Nelson's log

Coordinate reference systems and projections

I get confused as to the difference between coordinate reference systems (CRS) and projections. This overview clued me in some, but I still might be wrong. Here’s my current understanding.


CRS are all about spherical coordinates, naming points on the sphere. When I say “San Francisco is at 37.75, -122.45”, what I’m saying is it’s 37.75 degrees north of the equator of the sphere and 122.45 degrees west of the prime meridian through Greenwich. Points are defined in spherical geometric relation to absolute, fixed locations on the earth.

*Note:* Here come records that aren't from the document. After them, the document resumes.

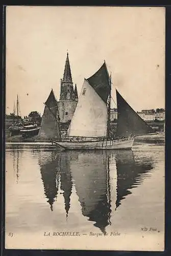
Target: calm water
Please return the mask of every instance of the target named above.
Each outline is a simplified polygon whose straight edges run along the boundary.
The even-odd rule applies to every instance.
[[[6,160],[7,247],[58,248],[44,232],[52,236],[65,231],[84,237],[90,232],[117,232],[123,243],[127,234],[143,238],[142,227],[156,228],[145,234],[156,236],[161,246],[163,146],[96,152],[10,147]]]

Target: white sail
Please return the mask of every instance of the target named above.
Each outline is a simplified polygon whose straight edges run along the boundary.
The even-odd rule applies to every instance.
[[[106,103],[85,79],[67,134],[69,136],[97,137],[106,135]]]

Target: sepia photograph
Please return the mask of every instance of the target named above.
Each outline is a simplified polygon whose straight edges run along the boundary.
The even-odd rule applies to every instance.
[[[5,12],[5,248],[163,251],[165,8]]]

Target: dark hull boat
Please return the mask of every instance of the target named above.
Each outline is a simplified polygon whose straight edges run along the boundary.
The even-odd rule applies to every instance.
[[[134,136],[153,132],[116,91],[116,135],[110,134],[111,75],[105,61],[91,77],[85,79],[72,119],[63,141],[54,142],[65,150],[131,149]]]
[[[57,101],[52,90],[46,102],[37,141],[60,140]]]
[[[29,138],[37,135],[39,130],[40,126],[31,124],[24,126],[20,132],[23,138]]]

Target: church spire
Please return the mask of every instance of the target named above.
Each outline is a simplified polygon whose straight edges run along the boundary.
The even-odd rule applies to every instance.
[[[70,72],[68,53],[67,53],[67,57],[65,62],[65,70],[63,74],[63,82],[72,82],[71,73]]]

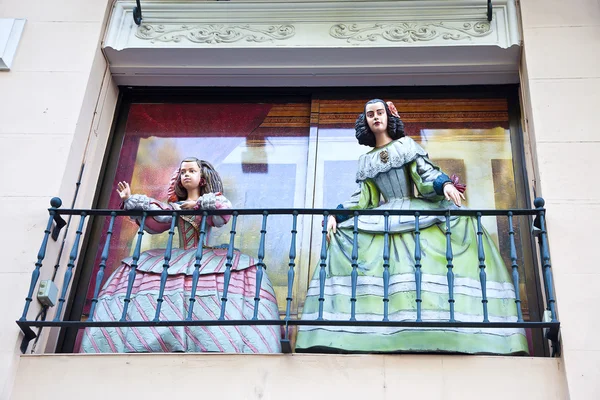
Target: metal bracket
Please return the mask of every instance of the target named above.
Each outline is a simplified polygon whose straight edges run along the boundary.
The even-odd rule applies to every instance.
[[[53,197],[50,200],[50,205],[52,208],[59,208],[62,206],[62,200],[59,197]],[[52,210],[52,208],[50,210]],[[54,228],[52,229],[52,239],[56,242],[58,240],[58,235],[60,234],[60,230],[67,224],[67,222],[58,215],[56,212],[54,213]]]
[[[21,353],[25,354],[27,351],[27,347],[29,347],[29,342],[36,338],[35,332],[27,325],[22,324],[21,321],[17,321],[17,325],[21,328],[21,332],[23,332],[23,340],[21,341]]]
[[[137,5],[133,7],[133,22],[139,26],[142,23],[142,5],[140,0],[135,0],[135,2]]]
[[[544,329],[544,336],[552,343],[552,357],[560,357],[560,339],[559,339],[559,326],[553,326],[551,328]]]
[[[288,324],[288,320],[285,320],[285,337],[281,339],[281,352],[283,354],[292,354],[292,343],[290,342],[290,326]]]

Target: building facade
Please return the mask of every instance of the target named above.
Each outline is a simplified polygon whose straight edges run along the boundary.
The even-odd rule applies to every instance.
[[[593,335],[599,324],[593,310],[600,300],[600,273],[594,270],[592,229],[600,217],[600,192],[593,178],[583,178],[593,177],[599,166],[593,132],[600,122],[595,112],[600,106],[600,1],[492,3],[489,21],[487,3],[471,0],[146,0],[141,1],[138,26],[133,21],[135,1],[0,0],[0,39],[17,43],[14,56],[10,46],[4,51],[8,70],[0,72],[0,202],[7,222],[1,234],[6,260],[0,271],[1,398],[162,398],[173,393],[225,398],[597,398],[600,345]],[[294,154],[298,179],[280,200],[289,197],[290,208],[320,208],[333,206],[331,201],[346,193],[323,189],[338,179],[327,175],[324,166],[339,162],[336,173],[342,176],[345,162],[355,160],[353,152],[358,151],[340,139],[338,130],[353,123],[347,115],[356,115],[357,105],[379,93],[396,101],[407,126],[431,131],[422,137],[442,165],[454,165],[444,160],[457,152],[467,154],[462,171],[471,182],[471,207],[527,208],[533,207],[534,197],[544,197],[561,322],[559,355],[551,357],[547,341],[535,337],[531,356],[87,355],[73,353],[77,339],[72,337],[69,345],[68,335],[57,328],[44,328],[22,354],[23,335],[15,321],[23,312],[50,198],[62,198],[63,208],[112,204],[106,193],[126,161],[123,143],[137,137],[130,164],[140,168],[152,164],[143,164],[141,156],[153,155],[159,139],[195,140],[193,129],[182,133],[185,124],[173,116],[174,105],[271,101],[274,105],[261,114],[256,127],[228,126],[229,136],[207,133],[200,146],[221,148],[235,142],[224,160],[238,160],[229,164],[240,166],[240,179],[236,169],[227,171],[242,189],[246,178],[257,185],[264,177],[289,178],[291,172],[283,167],[279,171],[278,165],[285,163],[277,160]],[[492,101],[497,99],[504,103]],[[144,104],[163,106],[153,111]],[[177,112],[186,121],[203,124],[203,113],[210,115],[210,110],[180,107]],[[135,127],[148,116],[153,119]],[[166,134],[167,125],[177,129]],[[491,129],[496,126],[505,128]],[[265,138],[277,136],[275,131],[285,134],[265,144]],[[461,137],[473,132],[482,138]],[[184,139],[176,145],[191,143]],[[353,155],[328,158],[331,146]],[[502,203],[491,196],[498,187],[483,175],[504,175],[492,167],[478,172],[478,152],[497,152],[489,158],[510,159],[511,168],[518,167],[507,175],[514,177],[512,200]],[[469,170],[473,165],[477,168]],[[128,179],[139,174],[134,168]],[[249,171],[263,175],[244,175]],[[242,189],[236,192],[240,199],[251,190]],[[238,202],[256,208],[267,204],[279,203],[269,196]],[[50,279],[56,269],[59,288],[69,262],[69,251],[61,245],[72,247],[77,222],[63,228],[57,241],[49,241],[40,270],[41,279]],[[100,247],[93,229],[85,226],[82,248]],[[501,227],[489,230],[494,229],[496,236],[502,232]],[[306,270],[298,276],[298,287],[307,286],[310,266],[319,259],[318,251],[310,251],[320,246],[311,232],[307,228],[300,240],[306,252],[298,264]],[[79,262],[82,269],[84,260]],[[77,272],[68,288],[67,312],[74,312],[78,301],[85,309],[88,282],[81,283],[83,275]],[[277,282],[280,305],[285,304],[285,284],[278,289]],[[546,296],[539,289],[535,297],[534,283],[531,290],[523,288],[533,314]],[[297,313],[300,307],[296,305]],[[537,309],[541,319],[543,306]],[[34,300],[29,319],[41,310]],[[52,319],[55,311],[50,308],[43,317]]]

Only it’s not that simple. First, the earth isn’t a sphere, it’s squashed, and CRS are defined relative to a specific datum that has some oblate spheroid shape with complex geometry. Second, the prime meridian we most commonly use doesn’t go through Greenwich anymore, it goes about 100m east.

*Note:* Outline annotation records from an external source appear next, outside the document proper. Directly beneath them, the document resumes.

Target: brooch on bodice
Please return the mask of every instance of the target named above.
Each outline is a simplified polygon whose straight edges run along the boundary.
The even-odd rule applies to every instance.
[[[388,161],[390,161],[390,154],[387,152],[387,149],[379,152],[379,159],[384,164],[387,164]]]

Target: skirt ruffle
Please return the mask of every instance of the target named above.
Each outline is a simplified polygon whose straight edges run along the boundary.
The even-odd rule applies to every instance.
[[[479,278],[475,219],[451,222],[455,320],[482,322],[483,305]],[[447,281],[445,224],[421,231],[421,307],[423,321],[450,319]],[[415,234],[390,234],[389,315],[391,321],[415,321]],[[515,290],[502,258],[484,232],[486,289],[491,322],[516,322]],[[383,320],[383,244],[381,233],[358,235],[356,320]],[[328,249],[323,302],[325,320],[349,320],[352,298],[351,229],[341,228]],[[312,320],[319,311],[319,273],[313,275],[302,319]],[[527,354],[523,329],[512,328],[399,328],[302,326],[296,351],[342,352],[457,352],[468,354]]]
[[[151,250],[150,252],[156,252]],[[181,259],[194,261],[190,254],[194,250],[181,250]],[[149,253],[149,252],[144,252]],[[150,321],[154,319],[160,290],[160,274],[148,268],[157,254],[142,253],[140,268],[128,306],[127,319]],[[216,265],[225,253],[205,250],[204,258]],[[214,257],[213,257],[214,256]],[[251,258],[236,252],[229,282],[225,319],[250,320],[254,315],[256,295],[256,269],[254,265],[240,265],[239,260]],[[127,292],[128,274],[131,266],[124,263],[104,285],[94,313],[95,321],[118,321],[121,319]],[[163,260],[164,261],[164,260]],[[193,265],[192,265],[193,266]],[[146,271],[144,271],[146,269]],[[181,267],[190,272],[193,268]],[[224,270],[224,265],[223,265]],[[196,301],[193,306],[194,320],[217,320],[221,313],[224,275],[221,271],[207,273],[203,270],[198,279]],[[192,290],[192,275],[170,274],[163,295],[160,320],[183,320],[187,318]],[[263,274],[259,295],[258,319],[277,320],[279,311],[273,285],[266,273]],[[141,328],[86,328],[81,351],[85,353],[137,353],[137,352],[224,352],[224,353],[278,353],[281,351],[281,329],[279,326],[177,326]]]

The most common CRS in use is WGS84, the basis of GPS navigation. WGS84 itself changes as measurements get more accurate, so the specific thing we all use is WGS84 (G1150). (I’m unclear on how measurement changes are managed; the earth itself is moving, too, making absolute location a slippery concept. See also ITRF2000) The other CRS I’m familiar with from NACO aviation charts is NAD83 (CORS96). It agrees with WGS84 to within two meters and I believe NACO advises treating them as interchangeable. In practice I don’t see any useful reason to do work in anything other than WGS84, unless importing data from some other source that used a different CRS.

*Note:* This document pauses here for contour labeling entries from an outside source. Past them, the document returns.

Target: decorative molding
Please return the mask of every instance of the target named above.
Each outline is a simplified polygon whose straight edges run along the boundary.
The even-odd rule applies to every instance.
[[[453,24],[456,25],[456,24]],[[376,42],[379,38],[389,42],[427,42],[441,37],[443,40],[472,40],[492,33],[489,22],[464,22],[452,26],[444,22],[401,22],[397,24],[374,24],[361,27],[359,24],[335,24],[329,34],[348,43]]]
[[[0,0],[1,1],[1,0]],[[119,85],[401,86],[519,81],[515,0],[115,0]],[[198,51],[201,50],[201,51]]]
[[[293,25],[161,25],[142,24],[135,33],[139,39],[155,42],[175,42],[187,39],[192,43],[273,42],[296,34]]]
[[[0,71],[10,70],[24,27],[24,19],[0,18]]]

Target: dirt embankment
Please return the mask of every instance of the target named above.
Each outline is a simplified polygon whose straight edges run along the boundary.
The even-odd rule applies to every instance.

Projections are all about planar geometry, warping a spherical map to a flat surface.  There’s a large variety of map projections in common use. Mercator is most popular for casual maps and shows up frequently online because it’s what Google Maps (and all slippy maps?) use. Lambert Conformal Conic shows up in NACO sectional charts and USGS sectionals; it’s sort of like a but the projection is parameterized to have the least distortion between two chosen latitudes. Also Lambert Conformal has the nice property that a straight line drawn on the map is very close to a great circle route (shortest distance); handy for airplane navigation.

In maps showing a relatively small area of the Earth, the differences between projections are relatively small. I think I’m inadvertently benefiting from this in my approach plate georeferencing experiments. I’m just treating the plate as if it were drawn in a mercator projection and it looks about right.